Sam McGrew

Profile
- Position: Linebacker

Personal information
- Born: July 28, 1984 (age 41) Crawfordville, Florida, U.S.
- Listed height: 6 ft 2 in (1.88 m)
- Listed weight: 244 lb (111 kg)

Career information
- High school: Wakulla (Crawfordville)
- College: Florida State
- NFL draft: 2006: undrafted

Career history
- Miami Dolphins (2006); Amsterdam Admirals (2007);

= Sam McGrew =

American football player (born 1984)

Sam McGrew (born July 28, 1984) is an American former football linebacker with the Miami Dolphins. He played four years of college football at Florida State University, and four years of high school football at Wakulla High School. His cousin Reggie McGrew played defensive tackle at Florida and in the NFL.

== Early life ==
A native of Crawfordville, Florida, McGrew attended Wakulla High School, where he was an All-State linebacker. In his senior year, he recorded over 150 tackles and was considered by many publications to be the best inside linebacker prospect in Florida. Regarded as a four-star recruit by Rivals.com, McGrew was ranked the No. 15 inside linebacker in his class, behind (among others) eventual FSU teammates A. J. Nicholson and Buster Davis. After official visits to Kentucky, Florida, Alabama, and Florida State, he committed to the Seminoles.

== College career ==
In his true freshman season at Florida State, McGrew played in all 14 games, mostly on special teams but also as back-up to Allen Augustin at middle linebacker. He recorded eight tackles on the season, including a season-high three stops in the 21–13 win at Georgia Tech. As a sophomore, McGrew still served as back-up to Augustin, finishing the season with 19 total tackles (13 solo), two tackles for loss, a quarterback sack and a forced fumble. He had a season-high tackle performance with four each vs. Maryland and Clemson.

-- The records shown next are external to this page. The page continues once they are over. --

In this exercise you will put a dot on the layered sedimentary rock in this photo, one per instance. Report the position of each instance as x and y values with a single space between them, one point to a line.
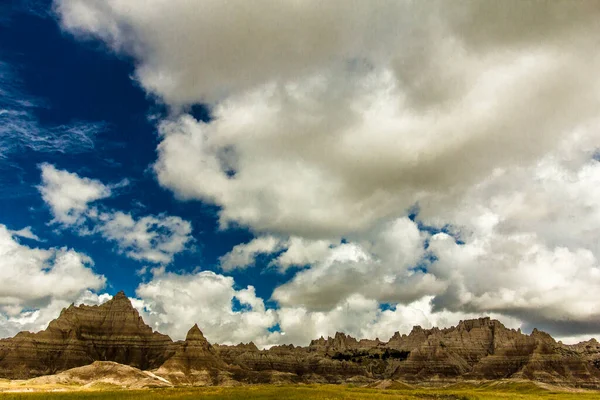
113 331
195 362
480 349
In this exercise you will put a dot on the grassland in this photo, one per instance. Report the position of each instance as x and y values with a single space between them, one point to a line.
522 391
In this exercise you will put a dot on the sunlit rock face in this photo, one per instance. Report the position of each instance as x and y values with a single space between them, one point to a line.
113 331
480 349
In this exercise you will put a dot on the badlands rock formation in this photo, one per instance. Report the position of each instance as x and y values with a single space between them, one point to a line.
479 349
113 331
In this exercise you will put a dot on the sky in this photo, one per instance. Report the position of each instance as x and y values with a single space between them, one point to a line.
277 171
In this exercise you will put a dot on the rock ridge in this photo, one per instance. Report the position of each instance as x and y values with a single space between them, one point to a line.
480 349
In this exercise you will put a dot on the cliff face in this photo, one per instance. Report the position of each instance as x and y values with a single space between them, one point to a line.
475 349
113 331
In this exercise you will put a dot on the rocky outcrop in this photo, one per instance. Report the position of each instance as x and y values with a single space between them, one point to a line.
113 331
477 349
195 362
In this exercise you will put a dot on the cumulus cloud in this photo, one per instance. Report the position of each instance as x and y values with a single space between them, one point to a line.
173 303
151 238
68 195
331 120
35 284
20 129
294 251
155 239
243 255
383 268
26 233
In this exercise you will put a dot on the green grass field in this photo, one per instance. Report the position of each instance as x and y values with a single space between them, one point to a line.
509 391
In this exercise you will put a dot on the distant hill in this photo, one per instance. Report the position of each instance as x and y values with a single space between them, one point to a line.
479 349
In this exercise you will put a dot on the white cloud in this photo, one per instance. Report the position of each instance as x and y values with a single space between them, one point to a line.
382 268
68 195
173 303
26 233
300 252
330 120
20 130
35 284
151 238
155 239
243 255
295 251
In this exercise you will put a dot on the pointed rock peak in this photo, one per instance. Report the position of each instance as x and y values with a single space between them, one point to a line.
416 329
541 335
195 334
121 299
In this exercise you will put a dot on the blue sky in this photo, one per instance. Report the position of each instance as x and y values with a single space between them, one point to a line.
284 175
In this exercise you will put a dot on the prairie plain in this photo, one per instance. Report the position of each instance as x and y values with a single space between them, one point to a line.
488 391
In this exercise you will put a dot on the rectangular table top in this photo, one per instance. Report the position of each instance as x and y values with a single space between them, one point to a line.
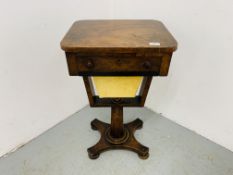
118 36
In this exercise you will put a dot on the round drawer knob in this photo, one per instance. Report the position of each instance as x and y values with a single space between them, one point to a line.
147 65
89 64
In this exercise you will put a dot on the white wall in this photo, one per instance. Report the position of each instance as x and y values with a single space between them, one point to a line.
36 91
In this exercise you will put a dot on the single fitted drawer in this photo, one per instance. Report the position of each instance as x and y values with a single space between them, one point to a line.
113 65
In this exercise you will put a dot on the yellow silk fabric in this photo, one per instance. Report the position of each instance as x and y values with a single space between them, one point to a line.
117 86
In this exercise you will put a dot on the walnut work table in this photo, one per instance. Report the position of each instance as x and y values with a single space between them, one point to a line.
114 57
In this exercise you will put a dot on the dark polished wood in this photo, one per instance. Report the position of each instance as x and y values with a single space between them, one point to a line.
117 135
118 48
118 36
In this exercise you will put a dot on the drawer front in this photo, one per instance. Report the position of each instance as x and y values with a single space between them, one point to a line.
93 65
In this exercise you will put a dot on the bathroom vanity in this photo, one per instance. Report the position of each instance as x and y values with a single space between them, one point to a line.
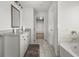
69 49
14 45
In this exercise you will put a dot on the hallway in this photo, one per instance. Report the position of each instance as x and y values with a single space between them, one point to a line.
45 49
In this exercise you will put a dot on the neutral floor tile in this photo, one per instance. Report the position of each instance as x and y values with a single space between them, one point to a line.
45 49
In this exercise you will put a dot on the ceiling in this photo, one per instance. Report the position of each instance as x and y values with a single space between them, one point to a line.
37 5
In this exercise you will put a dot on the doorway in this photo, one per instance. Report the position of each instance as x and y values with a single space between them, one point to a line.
39 28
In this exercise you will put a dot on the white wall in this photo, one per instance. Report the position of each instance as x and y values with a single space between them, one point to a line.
53 26
68 19
28 20
40 27
45 15
5 15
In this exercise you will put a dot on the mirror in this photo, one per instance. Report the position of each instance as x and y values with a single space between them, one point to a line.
15 17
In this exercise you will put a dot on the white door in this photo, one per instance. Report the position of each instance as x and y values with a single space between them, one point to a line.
22 46
1 46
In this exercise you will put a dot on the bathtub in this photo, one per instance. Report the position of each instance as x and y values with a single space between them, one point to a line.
70 49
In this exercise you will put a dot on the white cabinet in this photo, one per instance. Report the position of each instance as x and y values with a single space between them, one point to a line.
24 42
11 45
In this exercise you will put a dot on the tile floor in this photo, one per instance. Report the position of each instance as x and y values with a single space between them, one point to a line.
45 49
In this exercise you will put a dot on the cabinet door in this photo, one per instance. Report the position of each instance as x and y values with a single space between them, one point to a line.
11 46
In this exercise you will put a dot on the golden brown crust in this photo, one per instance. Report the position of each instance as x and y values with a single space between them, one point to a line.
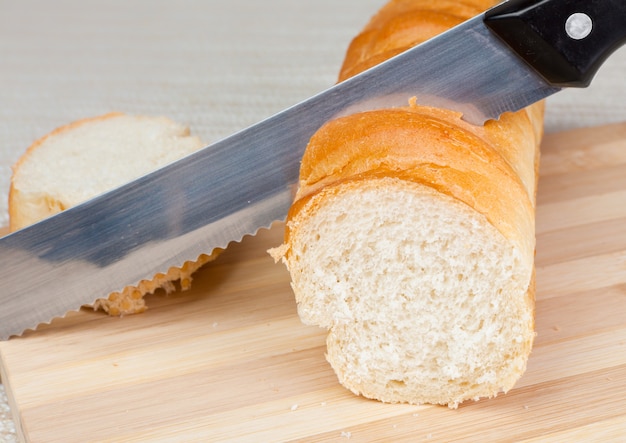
492 168
401 24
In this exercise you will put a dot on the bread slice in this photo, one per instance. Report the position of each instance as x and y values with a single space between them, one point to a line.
88 157
411 239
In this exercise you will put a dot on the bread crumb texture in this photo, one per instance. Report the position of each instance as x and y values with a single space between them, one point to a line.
89 157
411 237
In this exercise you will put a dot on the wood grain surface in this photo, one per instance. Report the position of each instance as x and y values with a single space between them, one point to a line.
229 360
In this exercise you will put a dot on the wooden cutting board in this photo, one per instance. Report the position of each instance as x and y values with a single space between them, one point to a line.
229 360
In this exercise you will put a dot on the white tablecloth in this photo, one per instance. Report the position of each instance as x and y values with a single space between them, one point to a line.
216 65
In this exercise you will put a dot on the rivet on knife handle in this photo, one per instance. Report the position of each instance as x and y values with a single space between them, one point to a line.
565 41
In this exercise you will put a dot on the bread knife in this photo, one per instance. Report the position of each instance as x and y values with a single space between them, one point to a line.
515 54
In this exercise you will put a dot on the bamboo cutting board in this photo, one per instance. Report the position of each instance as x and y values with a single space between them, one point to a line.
230 361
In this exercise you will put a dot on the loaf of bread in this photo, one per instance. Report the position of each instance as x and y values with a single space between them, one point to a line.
89 157
411 237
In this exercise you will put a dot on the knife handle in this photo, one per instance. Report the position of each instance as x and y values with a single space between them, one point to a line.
565 41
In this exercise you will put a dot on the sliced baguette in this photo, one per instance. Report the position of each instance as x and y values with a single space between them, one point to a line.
88 157
411 237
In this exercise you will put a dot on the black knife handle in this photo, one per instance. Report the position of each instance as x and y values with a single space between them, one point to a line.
565 41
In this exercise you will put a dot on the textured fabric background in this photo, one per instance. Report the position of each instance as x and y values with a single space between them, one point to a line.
216 65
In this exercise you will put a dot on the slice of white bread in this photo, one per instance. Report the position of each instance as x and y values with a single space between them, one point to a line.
88 157
411 237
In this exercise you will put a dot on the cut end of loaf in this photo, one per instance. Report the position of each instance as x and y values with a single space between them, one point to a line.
88 157
425 301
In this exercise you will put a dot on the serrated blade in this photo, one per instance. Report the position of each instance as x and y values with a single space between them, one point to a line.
240 184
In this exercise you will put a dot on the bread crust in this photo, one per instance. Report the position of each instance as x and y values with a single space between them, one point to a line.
492 169
130 300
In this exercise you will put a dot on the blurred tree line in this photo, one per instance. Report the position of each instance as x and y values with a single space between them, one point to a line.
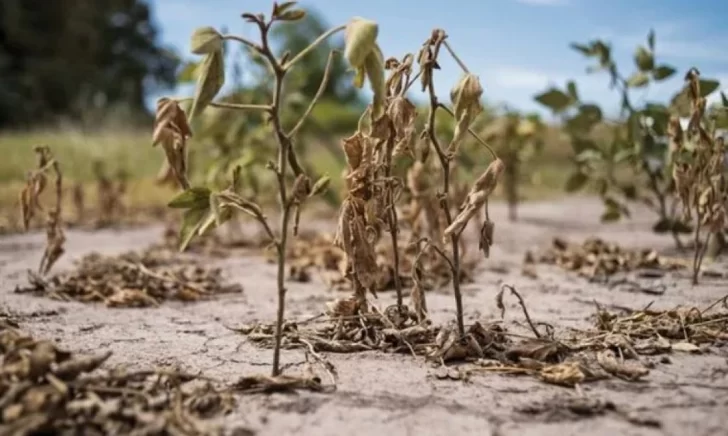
68 58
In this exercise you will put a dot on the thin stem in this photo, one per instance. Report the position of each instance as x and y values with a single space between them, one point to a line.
242 40
454 56
392 215
284 148
234 106
312 46
317 97
472 133
444 203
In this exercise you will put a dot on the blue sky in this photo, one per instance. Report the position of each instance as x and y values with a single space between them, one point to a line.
517 47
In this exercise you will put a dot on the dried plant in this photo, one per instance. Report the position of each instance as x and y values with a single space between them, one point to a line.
516 138
30 205
110 194
625 160
698 171
465 97
206 208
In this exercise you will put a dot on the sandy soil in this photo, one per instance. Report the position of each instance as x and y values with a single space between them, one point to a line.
397 394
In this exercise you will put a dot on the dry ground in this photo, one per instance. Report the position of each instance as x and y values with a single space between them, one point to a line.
397 394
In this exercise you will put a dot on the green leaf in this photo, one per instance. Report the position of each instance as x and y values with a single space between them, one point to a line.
583 49
188 72
576 181
210 80
580 145
193 198
206 40
644 59
708 86
320 186
651 40
590 155
192 220
571 88
663 72
611 215
638 80
554 99
283 7
294 15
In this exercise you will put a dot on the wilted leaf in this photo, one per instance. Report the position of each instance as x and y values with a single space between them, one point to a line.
294 15
644 59
663 72
571 88
192 221
193 198
685 347
554 99
576 181
320 186
638 80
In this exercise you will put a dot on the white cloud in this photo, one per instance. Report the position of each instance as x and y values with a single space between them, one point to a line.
543 2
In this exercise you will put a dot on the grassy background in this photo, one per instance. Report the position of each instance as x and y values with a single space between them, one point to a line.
130 150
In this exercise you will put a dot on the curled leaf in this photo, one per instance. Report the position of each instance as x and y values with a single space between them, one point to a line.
360 38
210 80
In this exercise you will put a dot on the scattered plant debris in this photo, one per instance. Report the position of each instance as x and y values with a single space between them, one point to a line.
596 258
47 390
133 279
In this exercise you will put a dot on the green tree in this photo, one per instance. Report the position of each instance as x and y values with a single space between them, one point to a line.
66 57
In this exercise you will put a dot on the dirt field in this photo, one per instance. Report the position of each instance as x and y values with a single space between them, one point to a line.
396 394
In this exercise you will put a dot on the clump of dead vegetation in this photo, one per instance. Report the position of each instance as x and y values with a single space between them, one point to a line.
30 205
596 258
617 345
133 279
698 171
45 389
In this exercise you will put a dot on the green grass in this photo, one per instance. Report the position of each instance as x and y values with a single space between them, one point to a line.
131 151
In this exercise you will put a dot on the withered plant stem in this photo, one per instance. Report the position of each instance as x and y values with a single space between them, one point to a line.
444 201
454 56
324 36
392 214
286 157
472 132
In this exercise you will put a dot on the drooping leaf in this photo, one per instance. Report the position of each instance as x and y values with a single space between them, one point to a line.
210 80
188 72
651 40
193 198
320 186
576 181
192 220
554 99
638 80
663 72
644 59
294 15
283 7
573 92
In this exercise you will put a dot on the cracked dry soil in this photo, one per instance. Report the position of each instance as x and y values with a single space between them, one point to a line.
397 394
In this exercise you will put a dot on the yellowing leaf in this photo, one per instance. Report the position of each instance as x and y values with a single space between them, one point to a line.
209 82
206 40
638 80
554 99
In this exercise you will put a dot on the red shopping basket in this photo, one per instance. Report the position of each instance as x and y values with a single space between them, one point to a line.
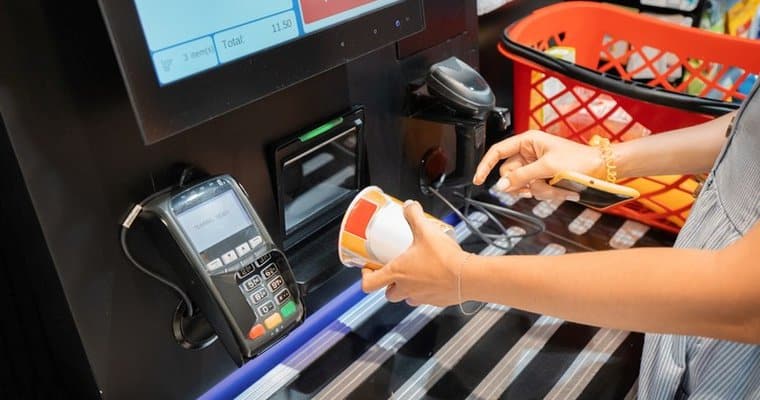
629 80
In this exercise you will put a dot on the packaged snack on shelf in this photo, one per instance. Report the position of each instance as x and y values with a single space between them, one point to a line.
740 17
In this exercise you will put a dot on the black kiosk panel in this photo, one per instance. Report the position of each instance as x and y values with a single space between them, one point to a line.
186 62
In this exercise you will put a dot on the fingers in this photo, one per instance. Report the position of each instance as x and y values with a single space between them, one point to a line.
412 302
496 153
543 191
394 295
524 175
415 217
511 164
375 279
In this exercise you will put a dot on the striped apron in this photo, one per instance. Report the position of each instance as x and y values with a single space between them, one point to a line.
680 367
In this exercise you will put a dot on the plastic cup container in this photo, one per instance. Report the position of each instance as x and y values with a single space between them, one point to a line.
374 230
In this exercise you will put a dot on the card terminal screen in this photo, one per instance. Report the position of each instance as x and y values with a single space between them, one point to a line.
214 220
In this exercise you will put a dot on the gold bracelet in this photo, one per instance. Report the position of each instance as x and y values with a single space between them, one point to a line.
459 287
608 156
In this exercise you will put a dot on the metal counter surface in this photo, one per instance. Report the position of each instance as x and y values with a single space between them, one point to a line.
377 349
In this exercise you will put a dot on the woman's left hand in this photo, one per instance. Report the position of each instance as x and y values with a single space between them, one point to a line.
427 272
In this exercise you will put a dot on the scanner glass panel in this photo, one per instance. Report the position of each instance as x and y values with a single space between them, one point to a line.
189 36
318 178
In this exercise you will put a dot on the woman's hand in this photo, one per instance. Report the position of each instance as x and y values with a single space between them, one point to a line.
427 272
533 157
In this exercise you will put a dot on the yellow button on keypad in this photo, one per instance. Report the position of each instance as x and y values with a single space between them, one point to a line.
273 321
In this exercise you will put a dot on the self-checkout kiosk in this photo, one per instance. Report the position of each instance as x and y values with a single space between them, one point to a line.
177 172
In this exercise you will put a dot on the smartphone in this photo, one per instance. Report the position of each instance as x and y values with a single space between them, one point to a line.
594 192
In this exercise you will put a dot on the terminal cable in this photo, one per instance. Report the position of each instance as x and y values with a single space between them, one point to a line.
125 225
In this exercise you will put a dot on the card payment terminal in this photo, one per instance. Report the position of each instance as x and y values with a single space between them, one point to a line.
227 262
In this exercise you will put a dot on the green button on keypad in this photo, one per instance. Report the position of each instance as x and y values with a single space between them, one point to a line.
288 309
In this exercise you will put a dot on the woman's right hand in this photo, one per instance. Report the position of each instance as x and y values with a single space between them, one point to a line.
531 158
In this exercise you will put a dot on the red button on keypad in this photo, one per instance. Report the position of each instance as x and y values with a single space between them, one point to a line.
256 331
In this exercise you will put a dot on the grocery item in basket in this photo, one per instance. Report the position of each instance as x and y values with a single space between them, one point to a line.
754 31
740 17
714 16
661 64
660 200
552 87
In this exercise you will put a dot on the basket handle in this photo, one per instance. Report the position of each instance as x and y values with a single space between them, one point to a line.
615 84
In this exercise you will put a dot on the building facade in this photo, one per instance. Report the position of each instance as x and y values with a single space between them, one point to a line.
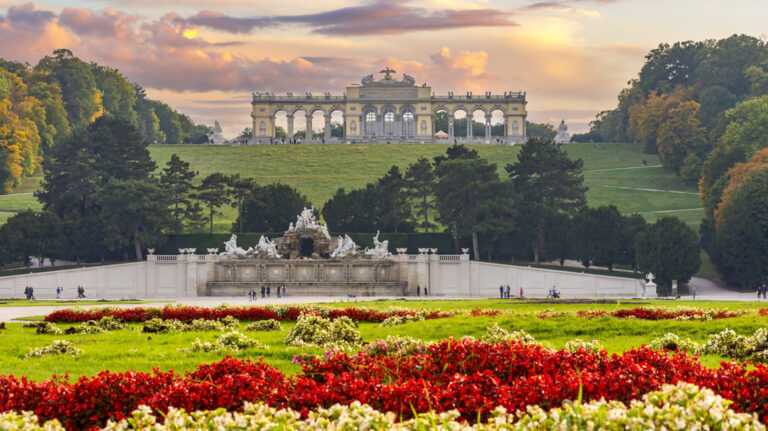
391 110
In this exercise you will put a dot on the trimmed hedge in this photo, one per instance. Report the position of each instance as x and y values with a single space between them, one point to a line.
442 241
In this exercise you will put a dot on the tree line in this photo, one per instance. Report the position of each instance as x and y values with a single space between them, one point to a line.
40 106
703 107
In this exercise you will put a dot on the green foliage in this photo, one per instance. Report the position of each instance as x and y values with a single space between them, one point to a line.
670 250
740 247
271 208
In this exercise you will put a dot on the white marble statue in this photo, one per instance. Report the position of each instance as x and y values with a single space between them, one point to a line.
562 134
231 249
216 137
267 246
379 249
306 220
345 247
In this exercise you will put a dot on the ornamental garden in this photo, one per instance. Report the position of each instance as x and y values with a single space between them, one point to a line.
480 364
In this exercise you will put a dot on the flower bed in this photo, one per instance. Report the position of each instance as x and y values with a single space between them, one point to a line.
652 313
246 314
469 376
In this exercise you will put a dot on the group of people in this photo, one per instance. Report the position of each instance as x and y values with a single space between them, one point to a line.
266 292
506 292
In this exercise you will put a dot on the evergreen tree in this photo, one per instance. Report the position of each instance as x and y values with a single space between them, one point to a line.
176 179
213 193
548 182
419 180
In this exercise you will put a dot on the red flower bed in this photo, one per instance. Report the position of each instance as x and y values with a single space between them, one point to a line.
246 314
470 376
647 313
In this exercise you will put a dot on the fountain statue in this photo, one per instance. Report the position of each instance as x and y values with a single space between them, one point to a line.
267 246
380 248
345 247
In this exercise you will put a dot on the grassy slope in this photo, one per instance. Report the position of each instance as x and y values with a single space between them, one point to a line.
130 349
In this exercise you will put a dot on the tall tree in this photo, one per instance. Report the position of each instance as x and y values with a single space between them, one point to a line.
419 180
272 208
547 182
241 189
213 193
133 212
466 191
670 250
176 179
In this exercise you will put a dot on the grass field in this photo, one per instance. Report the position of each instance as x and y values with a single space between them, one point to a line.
130 349
613 173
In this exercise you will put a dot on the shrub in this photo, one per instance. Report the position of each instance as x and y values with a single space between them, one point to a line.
672 342
58 347
265 325
311 329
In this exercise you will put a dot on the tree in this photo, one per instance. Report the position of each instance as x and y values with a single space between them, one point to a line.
176 179
353 211
419 181
548 182
670 250
241 189
133 212
467 197
680 134
213 193
20 237
272 208
392 204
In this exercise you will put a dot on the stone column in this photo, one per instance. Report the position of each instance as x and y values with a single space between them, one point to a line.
327 131
469 126
289 117
487 127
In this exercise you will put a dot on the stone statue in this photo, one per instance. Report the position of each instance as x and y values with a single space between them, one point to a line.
380 248
232 250
306 220
562 134
215 137
345 247
267 246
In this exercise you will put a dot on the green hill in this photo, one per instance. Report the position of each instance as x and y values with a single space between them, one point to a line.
613 173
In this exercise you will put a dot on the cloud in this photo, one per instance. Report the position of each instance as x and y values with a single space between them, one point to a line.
379 17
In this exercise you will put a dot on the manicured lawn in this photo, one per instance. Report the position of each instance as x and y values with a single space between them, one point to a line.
131 349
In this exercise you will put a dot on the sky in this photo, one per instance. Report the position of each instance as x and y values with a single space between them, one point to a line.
571 57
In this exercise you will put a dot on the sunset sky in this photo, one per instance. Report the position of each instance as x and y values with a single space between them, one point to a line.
205 58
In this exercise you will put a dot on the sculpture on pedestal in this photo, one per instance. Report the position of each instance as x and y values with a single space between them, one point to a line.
380 248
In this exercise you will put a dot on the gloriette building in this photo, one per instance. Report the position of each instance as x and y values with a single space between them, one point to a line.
391 110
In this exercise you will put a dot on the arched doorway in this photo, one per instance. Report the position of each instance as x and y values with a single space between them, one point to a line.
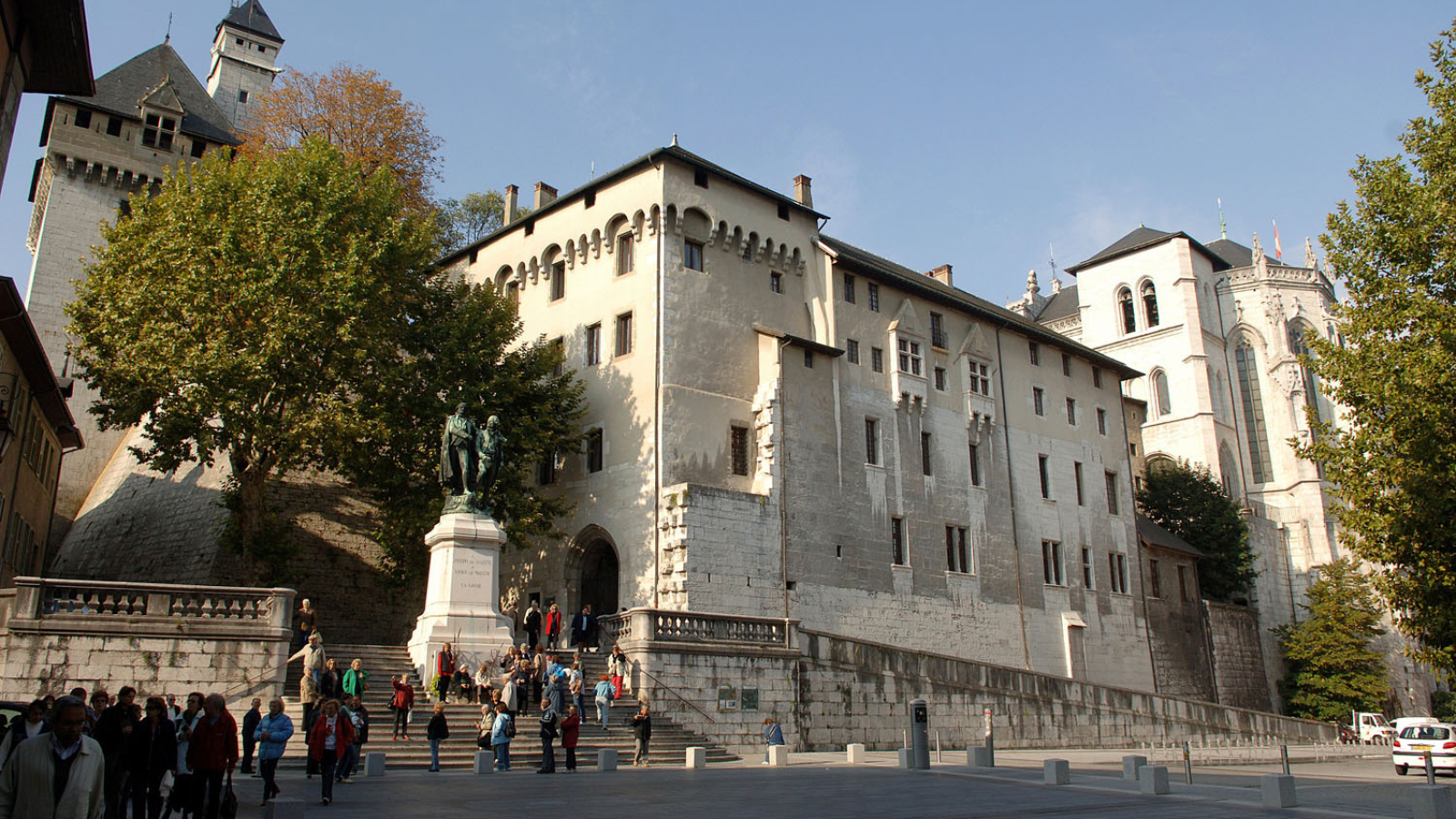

After Augustin's graduation, McGrew and Buster Davis battled to replace him as starting middle linebacker. McGrew played in all 12 games, and was seventh on the team in tackles with 44 on the season. He had eight tackles against North Carolina. Still a back-up to Davis in his senior year, McGrew finished the year with 54 tackles, which ranked first among players not in the regular starting lineup. In his final college career game, the Orange Bowl vs. Penn State, McGrew recorded a career-high 11 tackles (1.5 for loss).

== Professional career ==
Considered a “two-down defender who struggles in coverage” by Sports Illustrated, McGrew was not selected in the 2006 NFL draft. He was, however, signed as an undrafted free agent by the Miami Dolphins. He never played an NFL game, and was sent to the Amsterdam Admirals.